Don’t do it. Most people aren’t going to experiment with navigating to root Windows 10 folders, but just in case anyone might be digging around in the software guts of their PC, it’s best to stay away from inputting this file path into your browser: “\\.\globalroot\device\condrv\kernelconnect”. It will not only instantly crash your PC, but also give you the dreaded blue screen of death (BSOD), from which your PC might not be able to recover. Do not do it!
According to Tom’s Guide, the bug was recently discovered by Windows security researcher Jonas Lykkegaard, who’s been tweeting about the issue on-and-off since October 2020. Lykkegaard explained that when the above path is opened in Windows 10, regardless of if the user has administrative privileges or not, the system can’t properly check for errors when it tries to connect to the path, resulting in a BSOD crash.
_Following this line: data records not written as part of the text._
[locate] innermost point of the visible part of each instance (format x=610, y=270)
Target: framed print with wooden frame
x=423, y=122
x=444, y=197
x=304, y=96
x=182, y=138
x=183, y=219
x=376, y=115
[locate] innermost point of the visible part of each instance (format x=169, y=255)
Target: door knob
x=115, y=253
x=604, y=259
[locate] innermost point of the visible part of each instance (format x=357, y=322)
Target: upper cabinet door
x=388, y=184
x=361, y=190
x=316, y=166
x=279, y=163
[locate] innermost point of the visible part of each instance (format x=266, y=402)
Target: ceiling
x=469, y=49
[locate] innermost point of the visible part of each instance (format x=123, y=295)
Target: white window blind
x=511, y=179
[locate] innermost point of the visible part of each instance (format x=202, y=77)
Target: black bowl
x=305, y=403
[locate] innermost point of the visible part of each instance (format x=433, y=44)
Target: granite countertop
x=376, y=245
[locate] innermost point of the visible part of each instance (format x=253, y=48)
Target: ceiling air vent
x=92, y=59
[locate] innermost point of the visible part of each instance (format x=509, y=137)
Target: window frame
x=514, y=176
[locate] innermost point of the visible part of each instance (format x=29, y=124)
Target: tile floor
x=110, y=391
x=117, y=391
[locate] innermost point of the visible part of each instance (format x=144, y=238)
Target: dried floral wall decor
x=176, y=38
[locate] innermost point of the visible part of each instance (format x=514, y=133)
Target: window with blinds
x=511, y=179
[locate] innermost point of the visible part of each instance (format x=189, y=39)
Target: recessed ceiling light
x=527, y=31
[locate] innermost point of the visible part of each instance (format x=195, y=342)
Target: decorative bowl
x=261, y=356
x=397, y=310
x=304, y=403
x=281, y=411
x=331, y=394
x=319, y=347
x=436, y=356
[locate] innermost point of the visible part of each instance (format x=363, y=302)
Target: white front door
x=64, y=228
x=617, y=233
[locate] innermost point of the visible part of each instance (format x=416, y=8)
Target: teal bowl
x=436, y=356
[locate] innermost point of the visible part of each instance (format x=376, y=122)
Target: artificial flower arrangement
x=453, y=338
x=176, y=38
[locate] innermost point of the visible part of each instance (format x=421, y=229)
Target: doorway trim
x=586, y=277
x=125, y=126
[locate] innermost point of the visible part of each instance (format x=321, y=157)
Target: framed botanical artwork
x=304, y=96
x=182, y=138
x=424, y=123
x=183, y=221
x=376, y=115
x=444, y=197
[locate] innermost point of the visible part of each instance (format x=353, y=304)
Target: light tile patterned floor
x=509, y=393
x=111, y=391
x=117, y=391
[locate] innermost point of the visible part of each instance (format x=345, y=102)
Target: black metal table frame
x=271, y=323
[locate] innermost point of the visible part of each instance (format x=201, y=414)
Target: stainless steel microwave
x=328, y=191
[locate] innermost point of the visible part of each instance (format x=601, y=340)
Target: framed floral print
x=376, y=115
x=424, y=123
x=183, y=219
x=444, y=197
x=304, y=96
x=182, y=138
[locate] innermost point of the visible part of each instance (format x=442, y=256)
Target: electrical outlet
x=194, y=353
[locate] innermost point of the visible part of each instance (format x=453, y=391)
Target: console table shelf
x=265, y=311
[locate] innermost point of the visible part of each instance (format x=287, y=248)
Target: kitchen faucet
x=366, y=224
Aside from developers, there isn’t much of a reason why an average Windows 10 user would want to dig around in the root folders, especially at the kernel level; the Windows kernel is a crucial program that allows the operating system to function, controlling everyday processes like running drivers, and starting and ending programs. It’s what connects the user to the hardware. But it’s still important to be aware that this bug exists.
While Gizmodo hasn’t tested the link ourselves (out of an abundance of caution that it might kill one of our few test PCs), both Tom’s Guide and BleepingComputer have sacrificed a PC for the cause. The PC that Tom’s Guide used became stuck in an Automatic Repair boot loop. BleepingComputer didn’t say if its PC made it out alive, but it confirmed this bug is present on Windows 10 version 1709 and later.
The bug might also give hackers a way to perform denial of service attacks (DoS), which can shut down a computer or network, making it totally inaccessible to users. But in this case, a hacker might not need to flood the system with repeated requests, as would normally happen in a DoS attack—inputting the above filepath could be all it takes.
Lykkegaard explained that a hacker could easily trick someone into downloading or clicking on a Windows URL file (.url) that would automatically take them to the problematic path and subsequently crash their PC.
A Microsoft spokesperson told BleepingComputer “Microsoft has a customer commitment to investigate reported security issues and we will provide updates for impacted devices as soon as possible.” So it appears Microsoft knows about the issue and is working to fix it, but has no timeline for when a patch will roll out to Windows 10 version 1709 or higher users. In the meantime, don’t try navigating to the filepath, and definitely be vigilant about suspicious links and files that might appear in your inbox or elsewhere on the internet.